Open-CyKG: An Open Cyber Threat Intelligence Knowledge Graph

Injy Sarhan

Last update: Jan 5, 2023

Related tags

Deep Learning Open-CyKG

Overview

Open-CyKG

Open-CyKG: An Open Cyber Threat Intelligence Knowledge Graph

Model Description

Open-CyKG is a framework that is constructed using an attention-based neural Open Information Extraction (OIE) model to extract valuable cyber threat information from unstructured Advanced Persistent Threat (APT) reports.
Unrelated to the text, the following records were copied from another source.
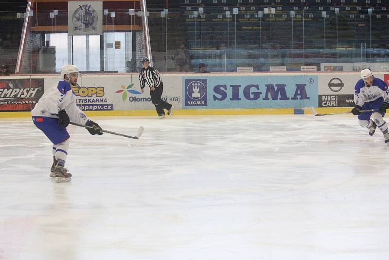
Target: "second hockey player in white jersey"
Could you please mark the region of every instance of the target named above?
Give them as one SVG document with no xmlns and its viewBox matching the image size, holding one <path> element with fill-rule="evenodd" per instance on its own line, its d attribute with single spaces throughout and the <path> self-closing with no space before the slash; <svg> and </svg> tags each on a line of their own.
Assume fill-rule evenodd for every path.
<svg viewBox="0 0 389 260">
<path fill-rule="evenodd" d="M 53 143 L 53 163 L 50 177 L 57 182 L 70 182 L 71 174 L 65 167 L 70 136 L 66 127 L 71 122 L 92 127 L 91 134 L 103 134 L 101 128 L 89 120 L 76 105 L 71 86 L 77 86 L 78 69 L 65 65 L 61 70 L 61 79 L 43 94 L 31 111 L 33 122 Z"/>
<path fill-rule="evenodd" d="M 368 69 L 361 71 L 361 79 L 355 87 L 354 102 L 355 107 L 351 111 L 358 115 L 359 125 L 367 127 L 369 134 L 373 135 L 378 127 L 384 134 L 385 143 L 389 145 L 388 126 L 383 117 L 389 109 L 389 91 L 388 85 L 382 80 L 374 77 L 373 73 Z M 361 110 L 374 110 L 374 111 L 361 112 Z M 371 117 L 373 120 L 370 119 Z"/>
</svg>

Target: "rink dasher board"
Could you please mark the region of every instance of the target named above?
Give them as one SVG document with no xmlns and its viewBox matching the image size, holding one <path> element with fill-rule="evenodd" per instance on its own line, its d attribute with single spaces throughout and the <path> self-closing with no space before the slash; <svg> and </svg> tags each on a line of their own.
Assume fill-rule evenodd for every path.
<svg viewBox="0 0 389 260">
<path fill-rule="evenodd" d="M 329 110 L 319 112 L 342 112 L 354 106 L 354 87 L 359 79 L 358 73 L 342 72 L 161 75 L 162 98 L 175 106 L 175 115 L 183 115 L 302 113 L 294 109 L 309 107 Z M 155 115 L 149 92 L 146 87 L 144 93 L 141 93 L 138 76 L 137 74 L 82 74 L 80 87 L 73 88 L 77 104 L 90 115 Z M 384 73 L 376 73 L 375 76 L 387 82 L 389 79 L 389 74 Z M 58 74 L 21 75 L 1 77 L 0 81 L 42 79 L 46 91 L 58 78 Z M 207 89 L 202 90 L 205 82 Z M 0 92 L 0 101 L 4 100 L 1 96 Z M 1 117 L 30 116 L 26 112 L 4 111 L 0 106 Z M 303 113 L 309 112 L 304 110 Z"/>
</svg>

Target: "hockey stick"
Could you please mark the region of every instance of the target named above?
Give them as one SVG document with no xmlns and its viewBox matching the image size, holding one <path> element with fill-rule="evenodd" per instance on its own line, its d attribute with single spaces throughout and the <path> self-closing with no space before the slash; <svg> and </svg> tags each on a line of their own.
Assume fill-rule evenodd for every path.
<svg viewBox="0 0 389 260">
<path fill-rule="evenodd" d="M 77 126 L 78 127 L 84 127 L 85 128 L 89 128 L 89 129 L 93 129 L 93 128 L 92 127 L 89 127 L 88 126 L 84 126 L 84 125 L 81 125 L 81 124 L 78 124 L 77 123 L 73 123 L 72 122 L 71 122 L 69 123 L 71 125 L 73 125 L 74 126 Z M 108 130 L 104 130 L 104 129 L 101 130 L 102 132 L 104 132 L 105 133 L 110 133 L 111 134 L 114 134 L 115 135 L 119 135 L 120 136 L 123 136 L 124 137 L 127 137 L 128 138 L 131 138 L 133 139 L 139 139 L 141 138 L 141 136 L 142 136 L 142 134 L 143 133 L 143 127 L 142 126 L 139 127 L 139 128 L 138 129 L 138 132 L 137 133 L 137 135 L 135 136 L 131 136 L 130 135 L 126 135 L 125 134 L 123 134 L 122 133 L 116 133 L 115 132 L 112 132 L 111 131 L 108 131 Z"/>
<path fill-rule="evenodd" d="M 320 115 L 331 115 L 333 114 L 350 114 L 351 113 L 351 111 L 349 111 L 348 112 L 341 112 L 340 113 L 327 113 L 326 114 L 318 114 L 316 111 L 315 110 L 315 109 L 313 107 L 311 107 L 309 108 L 311 109 L 311 111 L 312 111 L 312 113 L 315 115 L 315 116 L 320 116 Z M 374 111 L 376 111 L 373 109 L 369 109 L 368 110 L 360 110 L 359 111 L 361 113 L 363 113 L 364 112 L 374 112 Z"/>
</svg>

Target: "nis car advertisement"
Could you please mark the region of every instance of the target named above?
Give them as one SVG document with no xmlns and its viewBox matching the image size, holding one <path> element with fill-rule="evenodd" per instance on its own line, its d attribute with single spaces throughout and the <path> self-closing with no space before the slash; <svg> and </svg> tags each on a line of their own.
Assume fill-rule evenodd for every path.
<svg viewBox="0 0 389 260">
<path fill-rule="evenodd" d="M 43 94 L 43 79 L 0 79 L 0 112 L 31 111 Z"/>
<path fill-rule="evenodd" d="M 299 108 L 318 106 L 318 76 L 184 77 L 184 108 Z"/>
</svg>

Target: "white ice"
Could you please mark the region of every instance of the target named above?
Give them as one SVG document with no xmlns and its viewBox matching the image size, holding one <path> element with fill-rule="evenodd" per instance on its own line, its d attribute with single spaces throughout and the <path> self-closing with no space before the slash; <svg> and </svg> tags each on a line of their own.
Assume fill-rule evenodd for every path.
<svg viewBox="0 0 389 260">
<path fill-rule="evenodd" d="M 0 118 L 1 260 L 387 260 L 389 147 L 351 115 L 96 117 L 71 182 Z"/>
</svg>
More specifically, we first identify relevant entities by developing a neural cybersecurity Named Entity Recognizer (NER) that aids in labeling relation triples generated by the OIE model. Afterwards, the extracted structured data is canonicalized to build the KG by employing fusion techniques using word embeddings.

Datasets

OIE dataset: Malware DB
NER dataset: Microsoft Security Bulletins (MSB) and Cyber Threat Intelligence reports (CTI)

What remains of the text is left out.